Author: Simon Bennett, Contributors: Jorge Guerra, Bikram Gupta
Docker is an extremely popular tool in the developer community—according to the StackOverflow 2022 survey, it is the most widely used tool among professional developers. There are several factors that have contributed to Docker’s popularity, including that it provides a simple and efficient way to package and deploy applications. Additionally, Docker has a large and active community of users, which has helped to drive innovation and adoption. In this post, we’ll walk through what data you should be backing up when using Docker and how to use SnapShooter for Docker backups.
When running an application in Docker, there are 3 types of data that need to be protected.
- Application modifications
- Application configuration
- Application data (eg. runtime logs, user data, database etc.)
Application modification is when you modify the container data at runtime. Protecting this type of data typically means that you’d back up the whole image and push it to the registry. However, you can optimize backups for application modification by configuring the application to use volumes for data storage.
Application configuration contains the description of your specific application. For example, when deploying an NGINX or a WordPress application, you will need to configure the application when it starts. When running Docker on a single host, the recommended practice for production deployment is Docker Compose. Docker Compose allows you to define the application configuration in a YAML file. You can keep the Docker Compose configuration in a Git repo, and deploy on to any host. You get an identical application, whenever you run Docker Compose. However, if you have runtime data, that will be lost when you switch hosts and run Docker Compose again.
For storing the application data, there are several options. Refer to the diagram below from Docker documentation.
- Bind mounts are used to mount a specific file or directory on the host into a container. This option provides the most flexibility and control over the storage, but can be less portable and secure than other options.
- Docker volumes are a more portable and secure way to manage storage for containers. A Docker volume is a managed directory that is created and managed by Docker itself. This option provides better isolation and control over storage, and allows for easier management and migration of data across different hosts.
- Finally, tmpfs mounts allow a container to create a temporary file system in memory.
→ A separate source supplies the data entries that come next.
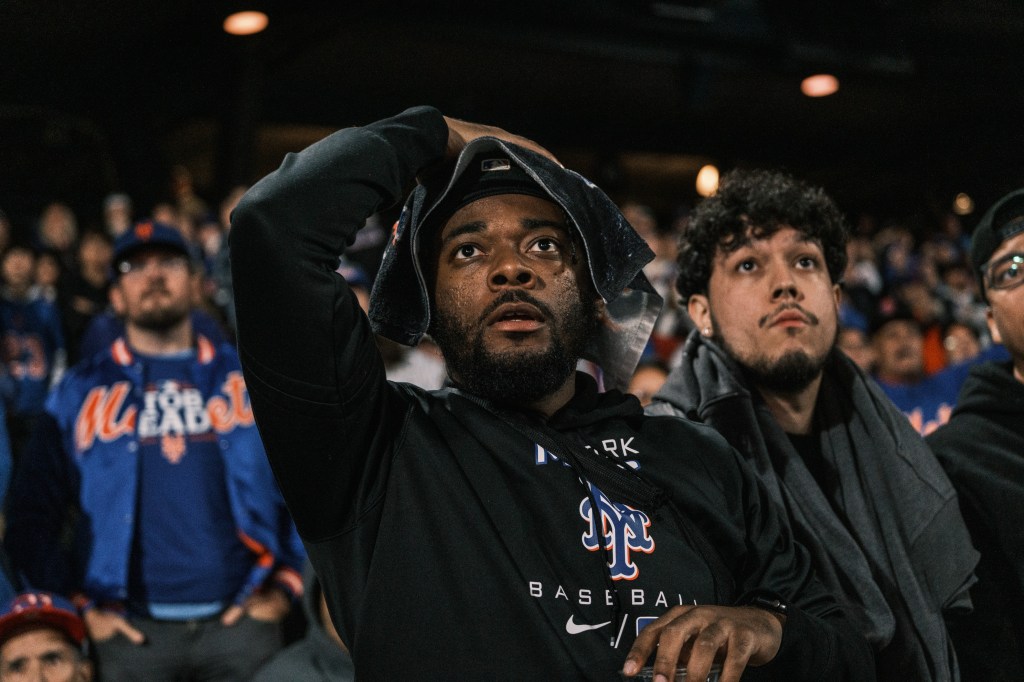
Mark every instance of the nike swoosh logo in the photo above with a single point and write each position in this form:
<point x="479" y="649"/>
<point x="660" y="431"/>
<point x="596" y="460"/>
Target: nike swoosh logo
<point x="574" y="628"/>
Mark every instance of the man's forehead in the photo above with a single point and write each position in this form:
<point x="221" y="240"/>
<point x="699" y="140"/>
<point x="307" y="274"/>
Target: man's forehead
<point x="763" y="237"/>
<point x="530" y="212"/>
<point x="1015" y="243"/>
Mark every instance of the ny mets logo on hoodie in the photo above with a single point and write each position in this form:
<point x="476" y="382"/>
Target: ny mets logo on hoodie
<point x="624" y="530"/>
<point x="170" y="412"/>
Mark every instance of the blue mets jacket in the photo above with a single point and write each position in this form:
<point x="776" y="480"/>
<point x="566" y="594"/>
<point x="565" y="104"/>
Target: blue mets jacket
<point x="84" y="456"/>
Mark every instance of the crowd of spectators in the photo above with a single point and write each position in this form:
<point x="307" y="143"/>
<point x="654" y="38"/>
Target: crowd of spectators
<point x="911" y="310"/>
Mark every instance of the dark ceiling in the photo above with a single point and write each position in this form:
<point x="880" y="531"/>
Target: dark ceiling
<point x="103" y="94"/>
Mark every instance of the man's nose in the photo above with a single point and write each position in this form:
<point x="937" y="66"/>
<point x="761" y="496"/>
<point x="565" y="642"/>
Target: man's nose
<point x="511" y="269"/>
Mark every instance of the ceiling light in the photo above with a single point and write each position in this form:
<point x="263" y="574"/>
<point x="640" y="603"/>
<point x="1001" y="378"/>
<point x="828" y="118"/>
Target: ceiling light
<point x="963" y="204"/>
<point x="707" y="180"/>
<point x="819" y="85"/>
<point x="246" y="24"/>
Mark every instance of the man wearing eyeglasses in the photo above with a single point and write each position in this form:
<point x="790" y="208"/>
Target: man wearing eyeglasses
<point x="184" y="558"/>
<point x="982" y="450"/>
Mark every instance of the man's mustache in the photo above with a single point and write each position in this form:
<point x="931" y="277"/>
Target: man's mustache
<point x="811" y="317"/>
<point x="515" y="297"/>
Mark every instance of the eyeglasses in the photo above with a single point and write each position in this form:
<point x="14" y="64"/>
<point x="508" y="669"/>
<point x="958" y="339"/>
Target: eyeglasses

This option is useful for storing data that is only needed temporarily, and can help improve performance by avoiding disk I/O.
Out of these options, named volumes are considered a best practice for managing storage in Docker. Named volumes are persistent, shareable, and easy to manage across different hosts. They also provide a clear separation between data and containers, making it easier to manage and migrate data independently of the containers themselves.
We recommend backing up Docker volumes to build a robust data protection strategy. Docker Desktop provides an extension for backing up and restoring a volume. There are some other scenarios to be considered as well, which include:
- Backup and restore a named volume.
- Backup and restore the application data, when relying on volume backup may not be sufficient. For example, if you run a database like Postgres on Docker and use a named volume to store the data, the recommended backup practice is to use Postgres application backup. If you use the volume backup, there is a possibility of data loss if the backup happens in the middle of a write.
- Backup and restore application data, when you do not have access to the host. This is in certain cases (eg. Heroku, Fly.io, etc.), where you may need to bundle a backup agent as part of the container image itself.
In SnapShooter, we have recently added support for comprehensive backup/restore for Docker-based applications.
- You can now create backup jobs for Docker volumes. Just point to the host, select the volumes you want to backup and policy. When restoring, first you should restore the volume, and then run your docker containers (eg. Docker Compose). That way, the application can use the restored volume.
- We have expanded the scope of database backups to cover both host and containers. If you are running Postgres, MySQL or MongoDB in Docker, you can now backup and restore your database using recommended database backup tools. While using the recipe, make sure to enable the container option.
- SnapShooter agent is in early preview. Agent enables you to run backup for applications behind a NAT gateway (eg. AWS or GCP VMs), or even simplify firewall configuration. Agent also enables you to bundle with an image that you can deploy to hosted container services, such as Fargate, fly.io, or DigitalOcean App Platform for custom backup needs.